Lead, asbestos on abattoir land
A REPORT commissioned by George Weston Foods in 2015 found evidence of lead and asbestos contamination on parts of the land the company intends to develop into a 1100 home housing estate.
The document, lodged with Toowoomba Regional Council, said waste, rubbish, ash, and some building products were buried around the site of the former KR Castlemaine abattoir, both on the western and eastern sides of Gowrie Creek.
It is on the eastern side of Gowrie Creek that George Weston Foods is proposing to build the master-planned Northgate Vista housing estate.
The company is almost three years into processing an application to vary the planning scheme to accommodate the proposed development.
The town planner acting for George Weston Foods, Precinct Urban Planning's Andrew Bullen, said it was often that case with former industrial land that part of the land can be, and is contaminated.
He said GWF had known the site was potentially contaminated for a long time and since the factory ceased operations in 2014 sought to investigate the extent of the contamination.
"There's an established legal process for the identification and remediation of contaminated land and (GWF) will follow it to the letter," Mr Bullen said.
Mr Bullen said first a staged investigation into the contamination had to be completed and GWF were part way through that process of identifying what was buried on the site.
"They're doing further work at the moment and there are people who have been on site for several months."
GWF would then have to appoint a third party independent auditor to ensure any investigation and remediation was ticked off in accordance with relevant laws.
"GWF are fully across that and have always known it, have always accepted it, and have never had any issue with it," he said.
Mr Bullen said GWF had developed land elsewhere on sites more contaminated than the former KR abattoir site, pointing to the Eliza Ponds project in Western Australia as an example - where a 100year-old industrial facility was transformed into a residential estate.
"The application that's before the council at the moment is only a preliminary approval.
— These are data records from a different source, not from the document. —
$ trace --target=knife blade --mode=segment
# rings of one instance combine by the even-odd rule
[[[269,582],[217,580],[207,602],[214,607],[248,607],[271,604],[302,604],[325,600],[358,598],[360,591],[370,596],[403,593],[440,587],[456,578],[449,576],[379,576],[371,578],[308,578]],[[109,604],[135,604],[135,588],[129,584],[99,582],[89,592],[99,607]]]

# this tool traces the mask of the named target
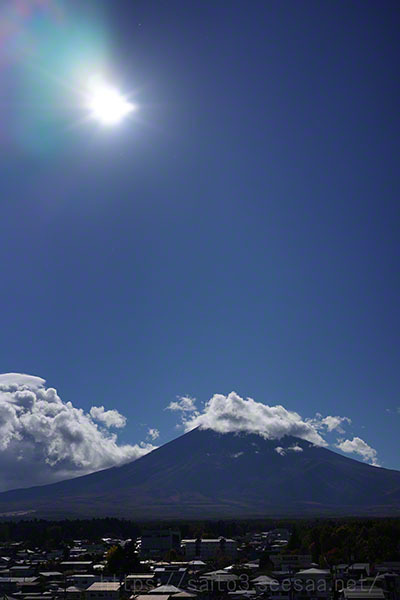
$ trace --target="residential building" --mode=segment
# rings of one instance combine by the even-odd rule
[[[229,559],[237,557],[236,540],[219,537],[216,539],[191,539],[182,540],[182,550],[187,560],[200,559],[210,560],[218,555],[224,555]]]

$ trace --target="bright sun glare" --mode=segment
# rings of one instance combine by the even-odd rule
[[[118,90],[99,79],[90,82],[87,104],[91,116],[103,125],[116,125],[135,109]]]

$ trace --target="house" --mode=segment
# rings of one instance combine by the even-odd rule
[[[298,571],[312,566],[310,554],[272,554],[270,560],[274,568],[281,571]]]
[[[345,588],[343,596],[345,600],[385,600],[384,591],[381,588]]]
[[[86,600],[118,600],[122,584],[119,581],[96,581],[85,592]]]
[[[181,533],[173,529],[144,531],[140,538],[140,556],[151,558],[162,556],[169,550],[180,550]]]
[[[92,575],[91,573],[75,573],[74,575],[68,576],[68,583],[79,588],[80,590],[87,590],[92,583],[95,583],[99,580],[99,576]]]
[[[224,537],[188,539],[182,540],[182,550],[188,560],[201,559],[207,561],[220,554],[229,559],[235,559],[237,556],[237,542]]]
[[[91,560],[63,560],[60,563],[60,568],[63,571],[89,571],[92,568]]]
[[[268,575],[259,575],[259,577],[252,579],[251,583],[254,589],[260,594],[271,592],[273,588],[279,586],[278,580],[268,577]]]
[[[303,569],[293,578],[293,589],[298,600],[327,600],[332,596],[332,575],[328,569]]]

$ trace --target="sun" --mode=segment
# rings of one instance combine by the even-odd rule
[[[102,125],[117,125],[135,110],[117,89],[98,78],[89,84],[87,107],[91,117]]]

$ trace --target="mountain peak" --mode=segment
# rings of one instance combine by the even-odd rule
[[[138,460],[0,494],[0,512],[131,518],[398,514],[400,472],[309,441],[193,429]]]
It doesn't allow any physical development to occur on the site without first going and getting other development permits," he said.
"All it does is put in place a set of planning rules (for the site). Before that land can ever develop, it's all going to be fully assessed and remediated."
A spokesman for Department of Environment and Science said it had been in recent discussions with Toowoomba Regional Council about the existence of contamination on the former KR Castlemaine site.